Croc-hunting in Daintree Daintree National Park

Daintree is the oldest rainforest in the world, dating from when Australia was still part of the Gondwanaland supercontinent some 180 million years ago. It is also the largest continuous area of tropical rainforest in Australia, so it has plenty of worthy claims for its World Heritage listing. Our visit began at Mossman Gorge, and although it was swarming with tourists, it was impressive for its sheer scale. Essentially, it looked a lot like a gentle stream, criss-crossed with stepping stones – only it was enormous, with boulders taking the place of pebbles. We half expected to see a giant’s foot skipping across the stones.

Next stop was a cruise up the Daintree River to continue our croc hunt. It didnt take long. Within minutes, the boat pulled up right next to a crocodile lazing on the riverbank – easily close enough for it to jump up if it really wanted to. Our guide assured us that crocs are actually more the shy and retiring type, as he proceeded to tell stories of one that got curious and jumped aboard, resulting in a Crocodile Dundee-style wrestle and a black and blue torso from the whips of its tail.

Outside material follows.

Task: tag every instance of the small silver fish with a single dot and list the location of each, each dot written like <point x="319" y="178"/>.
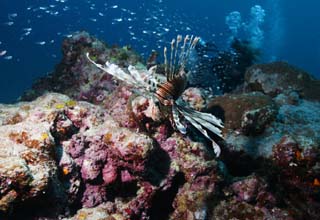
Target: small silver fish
<point x="167" y="92"/>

And another that was just ‘practising’ its show of aggression, in preparation for any rival dominant male trying to get in on his hareem. The training programme apparently involved sprinting to within a metre of its target (in this instance, the boat) and standing up to its full height, teeth laid bare.

That must have been pretty hair-raising for the tourists on those trips, but the crocs we saw looked fairly placid. The first was so still, with no external signs of breathing or blinking, that I was contemplating whether it was in fact a papier mache joke-croc, just to please the tourists (it wasn’t). Most of them seemed entirely indifferent to our arrival, though perhaps a little peeved that the wash from the boat was getting them wet as they tried to catch some rays.

After seeing adult crocs ranging from three to five metres in length, it was a surprise when the guide pointed out a baby amidst the mangroves. At five months old, I was expecting to see something about a metre big. Instead, if you looked really closely, there lay a teensy tiny little crocodile – more of a gecko really – sitting on a log. You forget that these huge creatures hatch out of eggs. They may be small, but they’re still pretty self-sufficient predators from a very young age.

After the excitement of the crocodiles, we headed on to Cape Tribulation “where the rainforest meets the reef”. After a spot of slow-motion rally-car racing along the windy roads, we hit the sandy beach with its picture-perfect backdrop of palm trees and tropical forest. Walking through, it was easy to spot the abrupt line where the rainforest turns into mangrove, bringing a distinctive shift in the plantlife.

It makes you realise just how clever nature is when you see some of the ingenious ways plants here have adapted to life in a flood zone. I am sure our friend and global mangroves expert Dan will correct all of this, but we saw trees that had huge roots to anchor them in soft mud and elevate them out of the water. We saw others whose roots act like snorkels, poking up above the waterline to breathe. There were others whose seed pods explode rather than simply dropping to the waterlogged ground, allowing the seeds to spread over the greatest possible surface area. Clever!

On the dark drive home, just as I was being lulled into a gentle snooze, Joe slammed on the brakes, but couldn’t avoid the huge rock in the middle of the ‘motorway’ – it turns out those ‘falling rocks’ signs aren’t kidding. The ker-thump, ker-thump from the front wheel signalled a flat tyre. Neither of us had every changed a wheel before. And the rental company’s support service was “experiencing a high volume of calls”. Just as we were contemplating giving it a go, a passing Australian asked if we needed a hand and we accepted enthusiastically. If you were to imagine an Aussie knight in shining armour, I think he would fit the description – huge arms, big smile and an air of total competence. He basically did the whole job singlehandedly, as we stood by feeling incredibly useless and passed tools on request. The wheel was changed in five minutes flat (unintended pun), it seems you get a lot of practice if you drive regularly on Queensland’s roads, and he seemed more than happy to help out and demonstrate a bit of Queensland hospitality. Thank you, Luke!